During my time at the Helm Donella was searching through drawers for stamps and other knick-knacks including a ruler from the Queen of Sydney.  She found a Queen of Chilliwack stamp and I was awarded a night club stamp on the hand.  Then it became photo shoot time and she posed as  various people took pictures and we all had a good time.  My rotation at the helm was over and the next guy had to take over for me.  The We tried out the Masters chair and the sat back and relaxed.

 

At this time Carl was on his break and Donella and him started flirting again.  After a while this started to get kind of kinky.  Then he took us out into the bridge wing and showed us the outer control console.

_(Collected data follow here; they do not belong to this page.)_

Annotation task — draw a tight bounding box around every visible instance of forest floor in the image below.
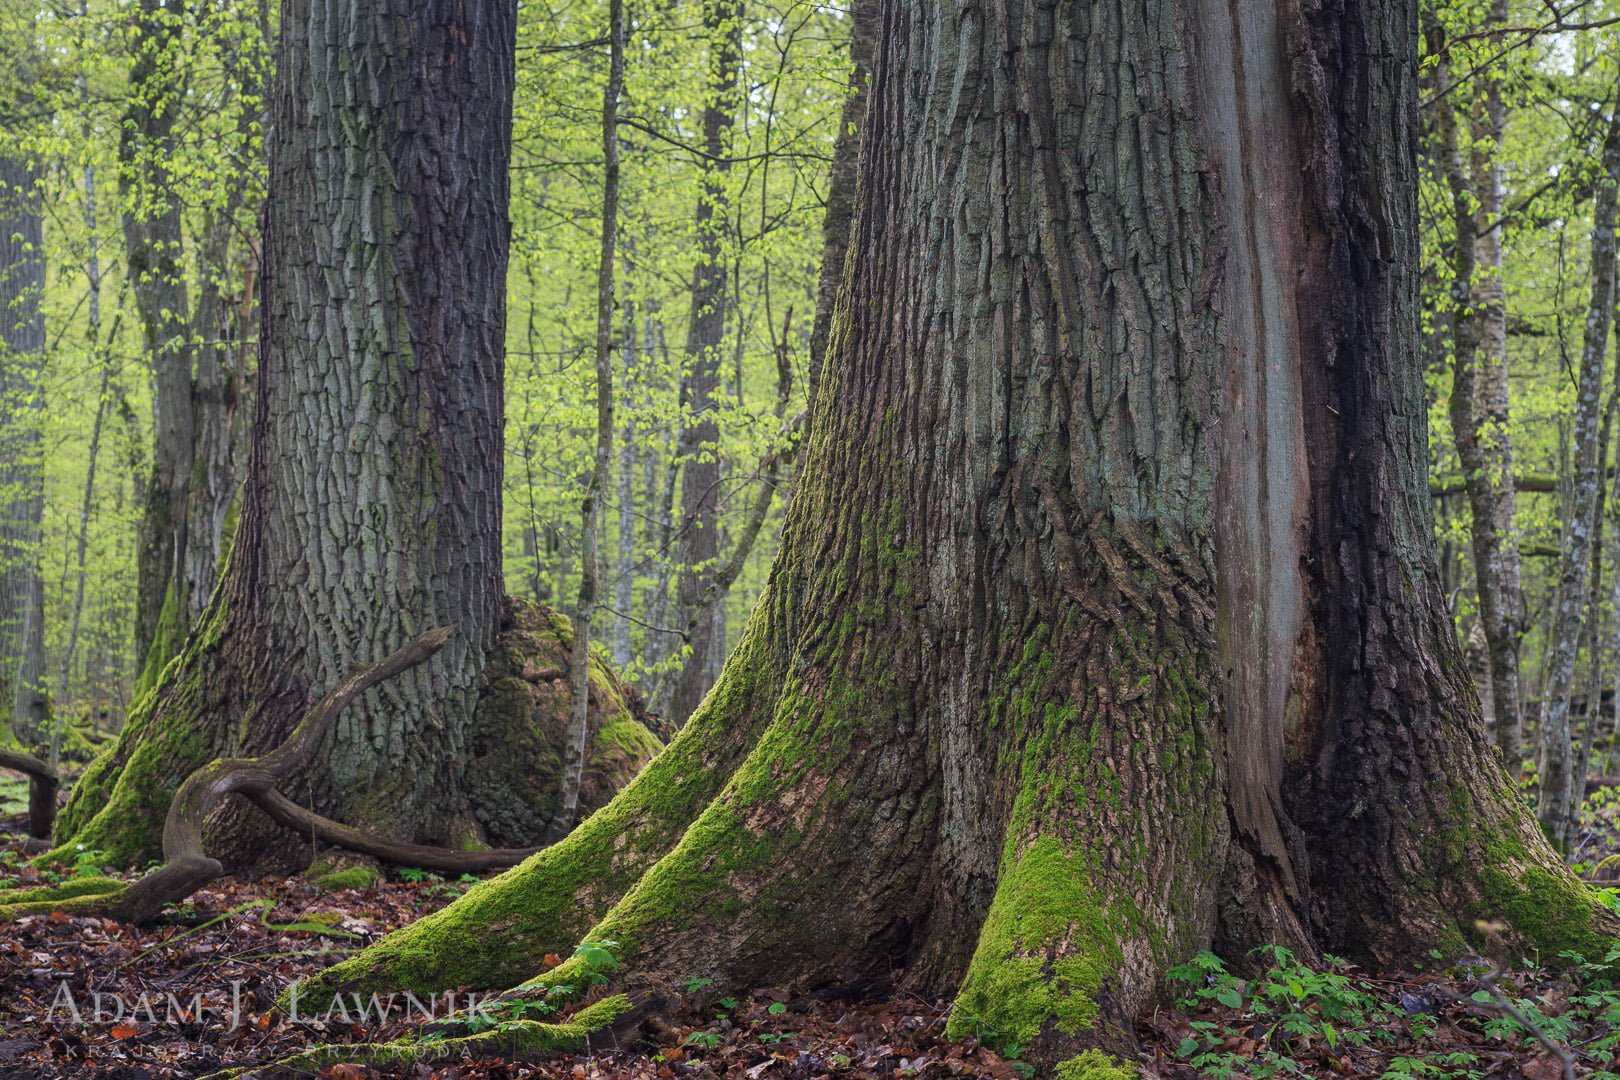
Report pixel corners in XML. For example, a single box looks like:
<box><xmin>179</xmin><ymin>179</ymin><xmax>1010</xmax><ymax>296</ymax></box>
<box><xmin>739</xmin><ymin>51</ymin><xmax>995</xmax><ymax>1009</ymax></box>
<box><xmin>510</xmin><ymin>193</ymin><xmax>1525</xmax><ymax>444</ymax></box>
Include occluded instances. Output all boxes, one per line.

After our great adventure on the bridge we sat in a hallway chatting with Carl and another deckhand.  We talked about working on the Wack, her and the QPR's future, and other general stuff.  After a while the 2nd guy had to go up and man the helm, but Carl stuck around.  Again Donella started flirting with Carl and I noticed Carl had a little stiffy.  Of course no-one said anything at the time.  Again it was Carl's turn at the Helm so he said "Its my turn to drive so I better leave now or I'm going to get my shaft caught in the spokes."  We laughed and Carl was off.

It was then diner time and I got myself some chicken fingers and fries (12.37$).  It was pretty good.  We then cruised into the darkness and as we did so I was franticly practicing my splicing.  The rest of the night was spent chatting with crew and walking the ship.  Later in the night as we cruised into Dean Channel a Humpback whale was spotted off the bow of the ship.  A bunch of people ran to the bow to see only darkness.

At some point that night I hit the sack.  This time although I did have a chair in the central row that reclined all the way back.  This sleep was much nicer than the first night.